The current assaults on the orthodox understanding of Baptism take direct aim at what it means to be united with Christ in his death and resurrection, to be reborn into God's family the Church, to receive forgiveness of our sins and new life in the Holy Spirit. And by extension, an assault on the Church's understanding of the inward and spiritual grace received in Baptism is an assault on the Church itself. Such assaults entail a revision of the biblical narrative of Creation-Fall-Redemption that excises the Fall from the story. They jettison the understanding of sacraments as sure and certain means by which we receive the grace needed to heal our profound brokenness. And in the process, the very meaning of the term "Church" gets redefined. No longer is the Church "the mystical body" of Christ and a "wonderful and sacred mystery" that elicits our awe-filled, humble obedience and transcends our capacity to comprehend and control (BCP, pp. 339, 515). Instead, the Church becomes just another merely human institution that can be manipulated and tinkered with as we see fit. Lacking any transcendent dimension, the Church is just about us: our preferences, our agendas, and the wills to power that have the majority votes to satisfy those preferences and enact those agendas.
And such a church is not worth belonging to, except perhaps to gratify one's taste for choral singing and empty ceremonial in a spiritual space, though I note that as theological traditions lose their grip, so to do those of the liturgy, and one may be subjected to clown masses or liturgical pep rallies or Giant Liturgical Puppets of Doom.

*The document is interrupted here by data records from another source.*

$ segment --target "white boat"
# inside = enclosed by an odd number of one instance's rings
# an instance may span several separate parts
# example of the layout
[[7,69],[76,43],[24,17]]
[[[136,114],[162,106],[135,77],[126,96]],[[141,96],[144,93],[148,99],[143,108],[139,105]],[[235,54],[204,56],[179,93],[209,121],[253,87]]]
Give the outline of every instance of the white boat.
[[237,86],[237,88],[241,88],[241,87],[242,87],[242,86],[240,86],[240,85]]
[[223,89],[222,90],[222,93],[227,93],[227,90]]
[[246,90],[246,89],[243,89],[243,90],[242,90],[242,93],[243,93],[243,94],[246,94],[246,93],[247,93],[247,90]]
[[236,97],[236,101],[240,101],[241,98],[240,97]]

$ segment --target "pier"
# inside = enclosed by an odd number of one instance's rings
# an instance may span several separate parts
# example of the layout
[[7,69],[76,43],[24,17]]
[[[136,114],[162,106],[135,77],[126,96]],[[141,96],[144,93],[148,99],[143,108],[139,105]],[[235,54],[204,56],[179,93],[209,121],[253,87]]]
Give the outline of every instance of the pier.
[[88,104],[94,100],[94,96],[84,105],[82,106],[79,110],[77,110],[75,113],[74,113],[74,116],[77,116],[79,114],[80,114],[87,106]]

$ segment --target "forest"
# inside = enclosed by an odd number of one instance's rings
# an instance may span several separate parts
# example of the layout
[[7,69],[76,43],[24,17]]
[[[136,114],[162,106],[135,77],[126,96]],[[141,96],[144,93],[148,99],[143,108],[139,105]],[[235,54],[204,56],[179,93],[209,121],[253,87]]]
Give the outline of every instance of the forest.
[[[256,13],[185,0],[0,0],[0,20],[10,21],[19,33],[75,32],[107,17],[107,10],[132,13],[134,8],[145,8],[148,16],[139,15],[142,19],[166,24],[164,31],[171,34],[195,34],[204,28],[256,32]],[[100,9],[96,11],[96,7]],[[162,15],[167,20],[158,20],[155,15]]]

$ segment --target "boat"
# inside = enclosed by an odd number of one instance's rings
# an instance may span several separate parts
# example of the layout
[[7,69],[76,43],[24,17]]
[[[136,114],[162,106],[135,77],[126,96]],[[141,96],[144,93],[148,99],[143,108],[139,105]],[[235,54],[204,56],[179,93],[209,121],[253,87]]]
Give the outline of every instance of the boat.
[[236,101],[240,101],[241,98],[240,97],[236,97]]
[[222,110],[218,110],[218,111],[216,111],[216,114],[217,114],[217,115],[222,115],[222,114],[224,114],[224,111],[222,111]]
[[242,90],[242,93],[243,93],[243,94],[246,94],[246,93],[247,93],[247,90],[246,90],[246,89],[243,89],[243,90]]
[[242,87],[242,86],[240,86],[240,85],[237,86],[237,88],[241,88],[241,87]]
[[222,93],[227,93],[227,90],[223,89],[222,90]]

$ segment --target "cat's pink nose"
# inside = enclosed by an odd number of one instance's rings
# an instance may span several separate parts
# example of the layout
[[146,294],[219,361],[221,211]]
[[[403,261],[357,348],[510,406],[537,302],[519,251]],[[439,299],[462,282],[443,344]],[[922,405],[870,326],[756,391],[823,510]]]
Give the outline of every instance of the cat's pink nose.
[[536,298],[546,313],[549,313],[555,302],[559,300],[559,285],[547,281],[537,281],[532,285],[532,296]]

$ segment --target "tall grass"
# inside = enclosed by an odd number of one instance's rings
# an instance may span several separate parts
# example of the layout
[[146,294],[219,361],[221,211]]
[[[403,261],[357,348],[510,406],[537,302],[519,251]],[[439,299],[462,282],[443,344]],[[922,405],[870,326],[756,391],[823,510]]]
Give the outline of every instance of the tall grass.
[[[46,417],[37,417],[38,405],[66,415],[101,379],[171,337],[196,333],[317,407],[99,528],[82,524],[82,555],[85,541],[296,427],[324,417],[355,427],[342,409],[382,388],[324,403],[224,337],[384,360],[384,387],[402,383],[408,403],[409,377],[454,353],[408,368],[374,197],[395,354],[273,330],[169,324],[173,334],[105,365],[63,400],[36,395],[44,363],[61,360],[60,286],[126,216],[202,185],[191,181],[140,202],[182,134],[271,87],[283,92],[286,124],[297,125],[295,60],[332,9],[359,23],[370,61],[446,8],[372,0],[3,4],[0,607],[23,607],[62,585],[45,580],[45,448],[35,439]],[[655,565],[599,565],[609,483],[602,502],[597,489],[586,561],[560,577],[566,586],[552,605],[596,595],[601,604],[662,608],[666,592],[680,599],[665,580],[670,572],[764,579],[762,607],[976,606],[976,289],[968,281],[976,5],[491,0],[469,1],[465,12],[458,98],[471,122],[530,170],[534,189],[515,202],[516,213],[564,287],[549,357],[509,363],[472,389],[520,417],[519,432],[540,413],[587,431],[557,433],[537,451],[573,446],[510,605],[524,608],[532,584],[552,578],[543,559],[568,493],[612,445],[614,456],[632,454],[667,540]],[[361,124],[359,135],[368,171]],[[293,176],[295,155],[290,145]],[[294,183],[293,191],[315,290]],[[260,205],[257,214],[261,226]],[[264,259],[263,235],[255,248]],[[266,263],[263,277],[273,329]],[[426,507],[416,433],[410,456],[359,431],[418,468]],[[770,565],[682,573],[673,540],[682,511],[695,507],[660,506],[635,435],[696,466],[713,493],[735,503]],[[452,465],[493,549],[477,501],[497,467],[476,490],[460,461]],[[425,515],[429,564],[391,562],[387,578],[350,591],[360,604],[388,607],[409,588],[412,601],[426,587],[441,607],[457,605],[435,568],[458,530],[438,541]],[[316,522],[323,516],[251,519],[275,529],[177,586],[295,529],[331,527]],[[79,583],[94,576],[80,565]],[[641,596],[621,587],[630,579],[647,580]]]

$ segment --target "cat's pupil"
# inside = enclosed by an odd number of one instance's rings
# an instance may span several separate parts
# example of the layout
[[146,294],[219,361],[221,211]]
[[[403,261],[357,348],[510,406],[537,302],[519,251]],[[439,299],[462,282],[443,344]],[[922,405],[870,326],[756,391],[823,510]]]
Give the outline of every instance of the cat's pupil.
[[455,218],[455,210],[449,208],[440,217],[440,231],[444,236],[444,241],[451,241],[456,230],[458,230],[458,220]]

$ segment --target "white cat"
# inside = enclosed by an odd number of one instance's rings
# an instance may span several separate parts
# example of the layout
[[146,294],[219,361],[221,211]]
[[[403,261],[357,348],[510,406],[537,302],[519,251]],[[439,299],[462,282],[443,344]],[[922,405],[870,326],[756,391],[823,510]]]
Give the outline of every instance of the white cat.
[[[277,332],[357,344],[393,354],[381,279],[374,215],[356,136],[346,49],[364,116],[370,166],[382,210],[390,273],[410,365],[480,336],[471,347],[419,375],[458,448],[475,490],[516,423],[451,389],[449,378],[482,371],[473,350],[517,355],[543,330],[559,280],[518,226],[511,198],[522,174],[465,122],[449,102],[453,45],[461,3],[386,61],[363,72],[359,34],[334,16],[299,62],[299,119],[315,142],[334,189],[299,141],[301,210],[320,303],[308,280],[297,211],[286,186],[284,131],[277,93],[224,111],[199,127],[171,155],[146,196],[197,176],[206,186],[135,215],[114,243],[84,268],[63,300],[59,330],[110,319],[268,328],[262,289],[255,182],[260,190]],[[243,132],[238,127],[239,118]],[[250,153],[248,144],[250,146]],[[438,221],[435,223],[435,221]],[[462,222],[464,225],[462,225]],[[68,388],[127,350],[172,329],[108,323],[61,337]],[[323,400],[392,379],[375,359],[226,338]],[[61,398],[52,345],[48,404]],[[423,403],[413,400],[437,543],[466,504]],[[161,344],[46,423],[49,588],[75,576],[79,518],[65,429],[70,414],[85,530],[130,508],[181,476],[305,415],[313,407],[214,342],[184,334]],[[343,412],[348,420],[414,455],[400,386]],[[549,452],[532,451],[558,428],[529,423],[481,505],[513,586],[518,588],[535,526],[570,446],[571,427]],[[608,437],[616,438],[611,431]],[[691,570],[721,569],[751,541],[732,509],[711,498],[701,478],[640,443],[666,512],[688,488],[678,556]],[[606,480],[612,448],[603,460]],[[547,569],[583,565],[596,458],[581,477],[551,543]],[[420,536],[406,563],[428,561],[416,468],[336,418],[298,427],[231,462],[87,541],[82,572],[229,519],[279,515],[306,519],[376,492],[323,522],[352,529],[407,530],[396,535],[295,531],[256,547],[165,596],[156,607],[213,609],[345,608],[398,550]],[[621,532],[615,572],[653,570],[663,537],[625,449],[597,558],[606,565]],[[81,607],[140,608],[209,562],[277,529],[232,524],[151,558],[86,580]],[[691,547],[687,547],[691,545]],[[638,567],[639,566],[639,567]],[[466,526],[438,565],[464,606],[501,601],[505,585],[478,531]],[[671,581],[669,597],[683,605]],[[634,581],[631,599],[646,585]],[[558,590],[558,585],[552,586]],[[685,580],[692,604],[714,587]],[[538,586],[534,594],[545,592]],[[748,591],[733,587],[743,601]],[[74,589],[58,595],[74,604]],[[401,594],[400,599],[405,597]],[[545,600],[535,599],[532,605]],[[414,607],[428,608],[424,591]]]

Once, we held a very high view of the church and her sacraments. It is time to take back the church from those who have forsaken this. Otherwise, we will be left with naught but Gothic revival tombs of faith, sold off one by one to real estate developers or Muslims or indeed anyone except for those refugee Anglicans who bailed out in time. And if it takes a purge of the clerisy to get rid of the apostates and theological slackers: well, it's a radical idea in this church, but something must be done.

1 comment:

robbbeck said...

Hey, thanks for commenting on this. I'm glad there's someone else out there who has similar thoughts on this matter.

Great point about it being one thing 20 years ago, mired in someone like Tillich, and another to face up to today's political and theological landscape.